Physical memory: ES query performance depends on the OS’s Page Cache, so the larger the physical memory (except for the Java heap) is the better. It is best to store all (mostly hot) index data in memory, so that most queries are progressive in memory.
The Linux server needs to disable swap memory. Swap partition is used to swap some memory data to the swap space when the memory is insufficient. In this way, the system will not be oom or even fatal when the memory is insufficient.

When batch data is written, you can set the number of copies to 0 to speed up the index. After data is written, you can reset the number of copies.

Cold heat data separation, separate the cold heat data and data, can exist in different clusters, cluster using different hardware configuration, such as thermal data may be equipped with a large memory and high performance of SSD, and data access due to less cold and almost no longer write can use cheap machine, it can save the cost, In addition, it can prevent the interference of occasional access to cold data to cache to ensure the query performance of hot data.

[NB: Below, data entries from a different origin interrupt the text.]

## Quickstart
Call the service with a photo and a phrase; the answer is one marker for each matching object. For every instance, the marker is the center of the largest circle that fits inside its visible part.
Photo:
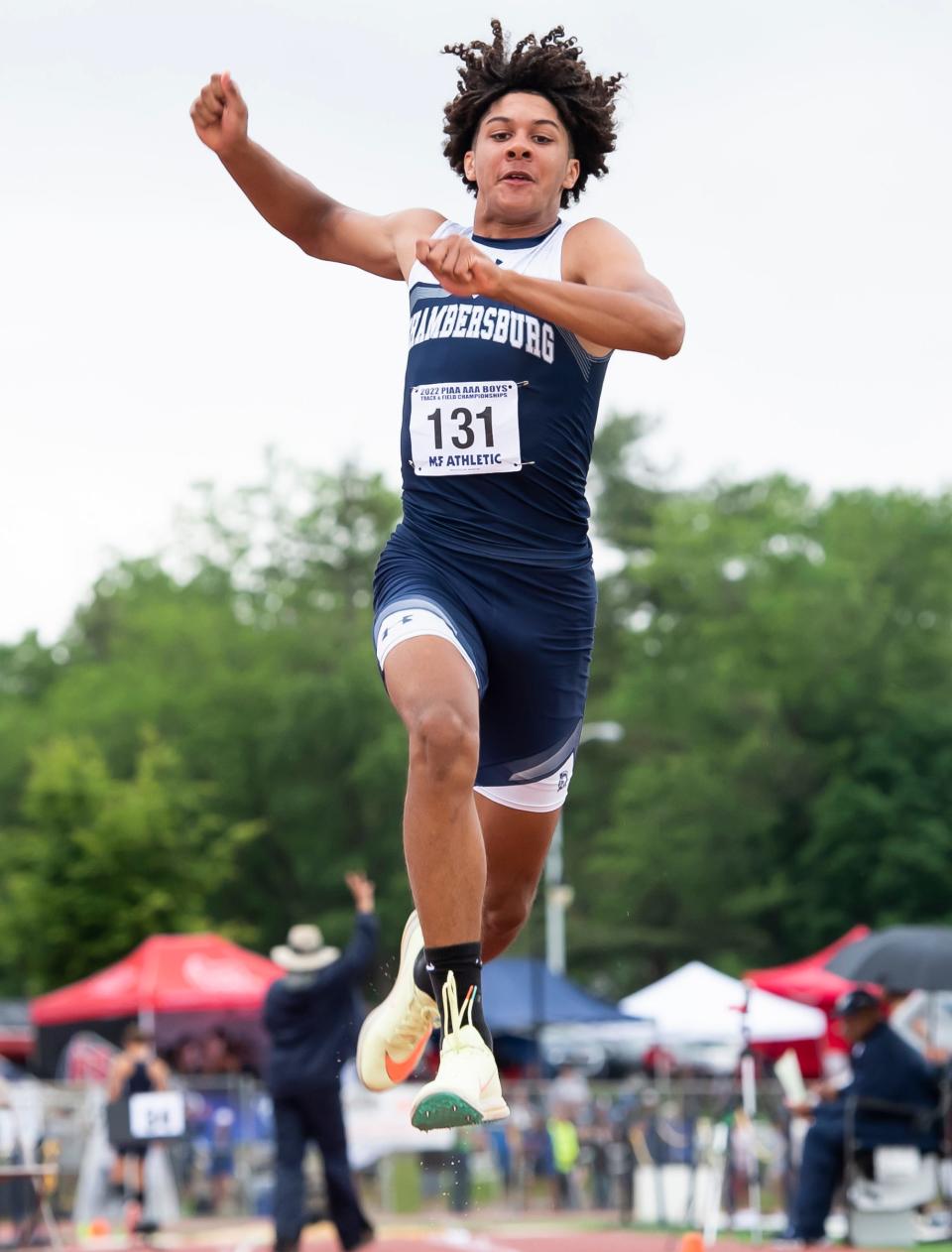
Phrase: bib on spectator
(464, 429)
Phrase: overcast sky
(782, 166)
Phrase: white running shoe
(465, 1090)
(395, 1035)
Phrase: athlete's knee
(444, 745)
(505, 916)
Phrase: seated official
(885, 1069)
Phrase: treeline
(210, 746)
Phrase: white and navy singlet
(498, 424)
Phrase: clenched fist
(219, 114)
(459, 267)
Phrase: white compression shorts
(541, 796)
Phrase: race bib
(464, 429)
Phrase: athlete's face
(521, 158)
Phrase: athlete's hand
(459, 267)
(219, 114)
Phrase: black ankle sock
(420, 975)
(464, 961)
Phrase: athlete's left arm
(606, 296)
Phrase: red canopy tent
(174, 984)
(809, 982)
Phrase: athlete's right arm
(316, 223)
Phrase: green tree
(101, 863)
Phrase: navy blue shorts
(527, 631)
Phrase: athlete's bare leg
(516, 845)
(435, 693)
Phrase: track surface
(436, 1236)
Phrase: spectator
(564, 1157)
(309, 1018)
(135, 1069)
(885, 1068)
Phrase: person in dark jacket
(309, 1016)
(885, 1068)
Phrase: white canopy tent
(697, 1002)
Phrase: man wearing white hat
(309, 1016)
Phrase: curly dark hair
(550, 66)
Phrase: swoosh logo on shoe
(400, 1069)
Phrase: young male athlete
(484, 595)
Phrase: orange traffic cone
(692, 1241)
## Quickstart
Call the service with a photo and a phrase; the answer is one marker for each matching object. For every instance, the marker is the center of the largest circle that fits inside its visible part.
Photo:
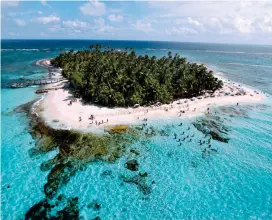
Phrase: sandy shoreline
(56, 111)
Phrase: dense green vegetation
(121, 78)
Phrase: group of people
(96, 122)
(72, 100)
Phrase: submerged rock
(94, 205)
(214, 127)
(71, 211)
(132, 165)
(119, 129)
(38, 211)
(141, 181)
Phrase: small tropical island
(101, 88)
(121, 78)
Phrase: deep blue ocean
(233, 183)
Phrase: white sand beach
(56, 110)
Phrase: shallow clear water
(233, 183)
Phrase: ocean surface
(232, 182)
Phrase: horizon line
(83, 39)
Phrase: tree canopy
(121, 78)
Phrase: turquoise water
(233, 183)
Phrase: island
(102, 87)
(103, 101)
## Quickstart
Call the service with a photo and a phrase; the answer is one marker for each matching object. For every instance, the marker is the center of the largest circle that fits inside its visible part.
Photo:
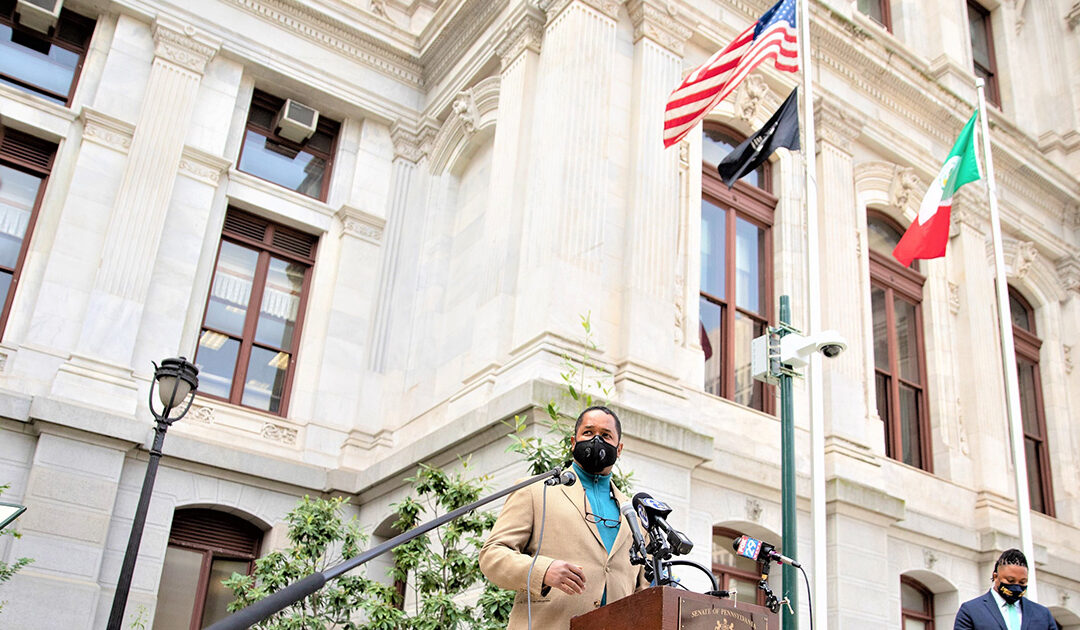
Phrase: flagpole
(1008, 357)
(820, 619)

ES stores only required index fields. For fields that do not need indexes, they can be stored in other storage such as HBase (query primary key rowkey and go to HBase to query detailed data). Reduce the size of Document as much as possible, so that more Document information can be stored in the memory.
For complex associated query, the aggregated results can be directly written into ES, so that the results can be directly obtained to avoid extra calculation during query (this does not conflict with 1, but is more a choice of business requirements).
If there is no special business requirements it is best to use the system to automatically generate document id, if it is the custom of index id in the index reached a certain amount of time, will write performance fell sharply, whether this is due to all the insert index are duplicate checking (such as a series of other operations), the check at the time of the great amount of index can have significant performance loss, So the recommended approach is to set the document ID to auto-generated.

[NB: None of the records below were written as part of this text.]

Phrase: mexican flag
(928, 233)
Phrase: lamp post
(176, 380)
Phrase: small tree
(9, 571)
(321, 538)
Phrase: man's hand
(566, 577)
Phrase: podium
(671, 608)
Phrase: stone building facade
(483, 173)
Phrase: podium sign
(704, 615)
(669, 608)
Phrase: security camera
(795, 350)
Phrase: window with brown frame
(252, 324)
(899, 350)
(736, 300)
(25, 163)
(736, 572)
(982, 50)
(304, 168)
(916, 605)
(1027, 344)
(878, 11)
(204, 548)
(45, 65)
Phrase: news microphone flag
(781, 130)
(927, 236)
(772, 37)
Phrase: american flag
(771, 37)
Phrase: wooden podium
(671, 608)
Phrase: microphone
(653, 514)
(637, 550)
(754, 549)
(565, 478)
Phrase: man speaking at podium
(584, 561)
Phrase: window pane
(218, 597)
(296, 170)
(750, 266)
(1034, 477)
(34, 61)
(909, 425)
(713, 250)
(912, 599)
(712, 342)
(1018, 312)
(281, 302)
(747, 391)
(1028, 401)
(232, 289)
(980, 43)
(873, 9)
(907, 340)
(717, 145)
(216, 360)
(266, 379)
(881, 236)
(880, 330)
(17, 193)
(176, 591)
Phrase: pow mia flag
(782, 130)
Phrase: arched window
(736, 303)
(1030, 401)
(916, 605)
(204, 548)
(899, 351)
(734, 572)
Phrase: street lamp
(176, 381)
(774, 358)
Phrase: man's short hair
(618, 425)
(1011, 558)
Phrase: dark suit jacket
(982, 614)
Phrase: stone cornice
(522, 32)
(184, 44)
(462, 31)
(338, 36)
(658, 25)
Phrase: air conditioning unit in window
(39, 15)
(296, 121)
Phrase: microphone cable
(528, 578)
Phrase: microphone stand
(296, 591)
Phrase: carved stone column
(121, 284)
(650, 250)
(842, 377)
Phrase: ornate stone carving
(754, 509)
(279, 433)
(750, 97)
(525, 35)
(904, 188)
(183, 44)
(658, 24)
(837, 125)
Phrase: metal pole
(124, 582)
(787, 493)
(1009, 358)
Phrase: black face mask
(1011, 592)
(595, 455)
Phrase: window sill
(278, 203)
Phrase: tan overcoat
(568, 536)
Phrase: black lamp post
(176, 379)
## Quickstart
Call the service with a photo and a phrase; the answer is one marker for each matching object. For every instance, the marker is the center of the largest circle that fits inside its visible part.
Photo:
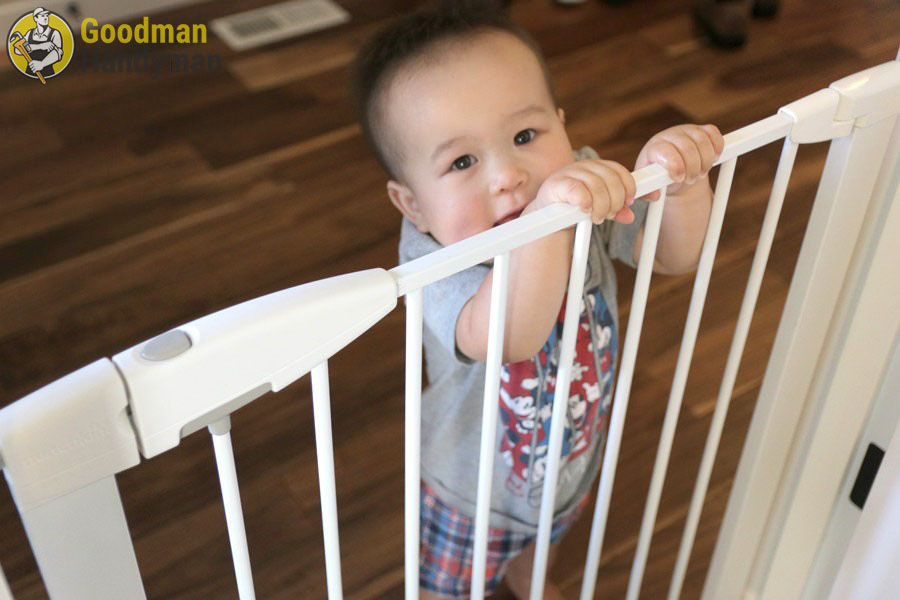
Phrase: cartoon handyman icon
(43, 47)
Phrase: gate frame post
(859, 180)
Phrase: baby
(458, 105)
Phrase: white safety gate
(62, 445)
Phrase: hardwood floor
(131, 204)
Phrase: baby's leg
(518, 574)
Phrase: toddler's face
(476, 132)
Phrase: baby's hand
(603, 188)
(687, 152)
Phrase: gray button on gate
(166, 346)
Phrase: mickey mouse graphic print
(527, 390)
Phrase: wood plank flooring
(129, 205)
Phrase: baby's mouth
(509, 217)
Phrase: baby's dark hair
(411, 37)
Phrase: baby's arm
(539, 272)
(687, 152)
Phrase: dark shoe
(765, 9)
(724, 22)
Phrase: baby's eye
(524, 136)
(462, 163)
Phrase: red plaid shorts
(447, 538)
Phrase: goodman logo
(40, 44)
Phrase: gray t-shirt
(452, 402)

Data preheating, some hot data can be preheated before query, so that the data can be cached in memory as far as possible, to speed up the query performance;
Bulk DATA can be read and written in batches (using THE Bulk APi), reducing I/O times and bandwidth.
Avoid deep paging for paging queries and use the Scroll Api if traversal is required.
If the real-time requirement of ES is not very high, the refresh_interval can be set to be larger, so as to avoid the generation of a large number of segments, which will affect the retrieval performance, and a large number of Segment merging will also cause performance loss.